If I were you, I'd do two things. (1) Call Blizzard and ask them about it. Their tech support people may know about this problem. (2) Use PerfMon (the performance monitoring tool that's built into Windows) to try to see how resource allocation and processes are changing when things run slow. Maybe something obvious will catch your eye immediately, like some other process getting so much CPU time at a higher priority that WoW gets squeezed out. I doubt it will be that simple but if you look hard enough you may see the direct cause.

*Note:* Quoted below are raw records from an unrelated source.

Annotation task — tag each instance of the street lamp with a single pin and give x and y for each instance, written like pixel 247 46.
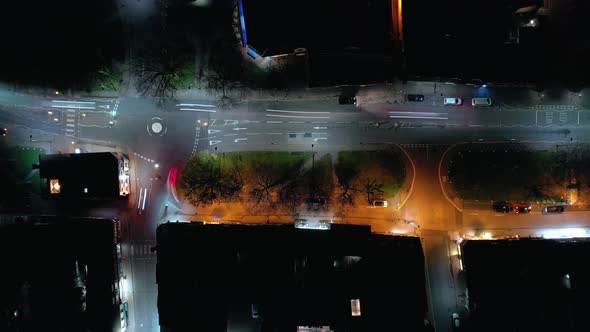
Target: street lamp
pixel 312 157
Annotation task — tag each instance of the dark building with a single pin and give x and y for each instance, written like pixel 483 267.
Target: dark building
pixel 279 278
pixel 343 41
pixel 60 274
pixel 528 285
pixel 103 175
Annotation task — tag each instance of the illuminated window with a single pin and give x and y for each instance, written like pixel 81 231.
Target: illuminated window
pixel 54 186
pixel 355 307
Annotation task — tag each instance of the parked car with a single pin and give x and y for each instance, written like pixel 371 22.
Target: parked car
pixel 343 100
pixel 502 206
pixel 554 209
pixel 453 101
pixel 455 322
pixel 481 102
pixel 522 208
pixel 413 97
pixel 380 203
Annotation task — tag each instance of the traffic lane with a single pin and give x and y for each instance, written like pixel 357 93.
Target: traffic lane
pixel 323 104
pixel 13 119
pixel 359 134
pixel 489 220
pixel 438 213
pixel 442 288
pixel 144 313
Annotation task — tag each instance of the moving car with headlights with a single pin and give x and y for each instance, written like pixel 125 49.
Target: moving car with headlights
pixel 414 97
pixel 554 209
pixel 344 100
pixel 481 102
pixel 453 101
pixel 502 206
pixel 522 209
pixel 380 203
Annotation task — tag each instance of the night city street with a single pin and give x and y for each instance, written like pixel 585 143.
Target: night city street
pixel 302 178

Also -- I don't play WoW, so somebody correct me if I'm wrong -- but doesn't WoW save some sort of error log? Have you looked at it? Maybe it's going nuts trying to find a different network connection, or something like that.

Belteshazzar
05-12-2009, 04:10 PM
I can try calling Blizzard, but I'm likely to get a pretty non-helpful answer like reinstall WoW or reset my UI. Worth a shot, however, so if I can get through to them we'll see. I'm definitely getting more "texture lag" than "latency lag" which seems to indicate a hardware problem. Like I mentioned before, the only puzzling thing is how it clears up as the night goes on, indicating to me that it is somehow linked to the internet connection, just not in an obvious way.

Sam DeathWalker
05-12-2009, 10:49 PM
Post on the tech support forums is better then calling that way people have more time to get your question to the right person.

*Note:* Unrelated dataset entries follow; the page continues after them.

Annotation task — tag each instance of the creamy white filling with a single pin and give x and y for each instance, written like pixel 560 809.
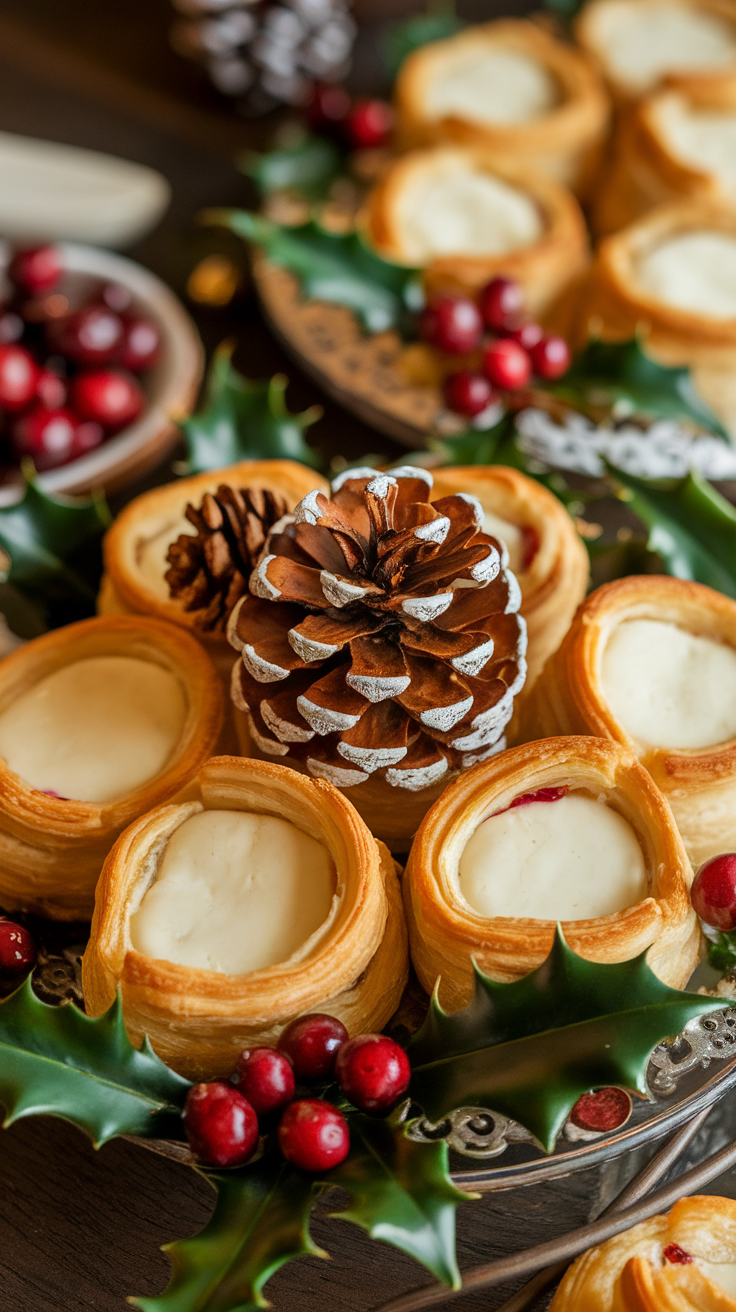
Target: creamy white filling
pixel 235 892
pixel 669 688
pixel 95 730
pixel 567 860
pixel 492 87
pixel 457 210
pixel 640 43
pixel 694 272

Well to render your screen your computer has to only know where you are and where others around you are. Clearly if the server does not update this information before its time to render the next screen you local computer just assumes that you, npc's and other players are moveing in the same direction they were are the last infromation send from the server. Thus even when you have no connection to the server you will still have a screen rendered ... its not like your screen goes blank, your computer just uses the lastest data from the server that it has.

Thus high latency will not give you texture lag, they are two completly independant things. If you have texture lag then you need to upgrade yur hardware.

If you have latency lag, outside of moving closer to your data center, you might pay for a higher internet connection or there are those network cards but I doubt if you get 10percent better with that. I think routers with QoS might help, but if you are running nothing else at the same time well then you will have top priority anyways.

Aldercy
05-13-2009, 03:34 AM
A thought just occurred to me; have you done a scan of your computer for viruses and spyware lately? (This will probably be the first thing blizz suggests) I can think of a few reasons why this could be location dependant. I really am picking at straws here though but this wont harm and could help.

- Aldercy

Belteshazzar
05-13-2009, 10:37 AM
Yeah, I do virus/spyware scans pretty regularly. I was in Ulduar 25 last night and started at around 7 pm server. Had 4 fps at the beginning of the run and by about the 4th boss it started getting better at around 9 fps. Maybe parts of the instance are just more taxing on my video card in combination with internet connection. At home I get 20+ fps all throughout ulduar 25.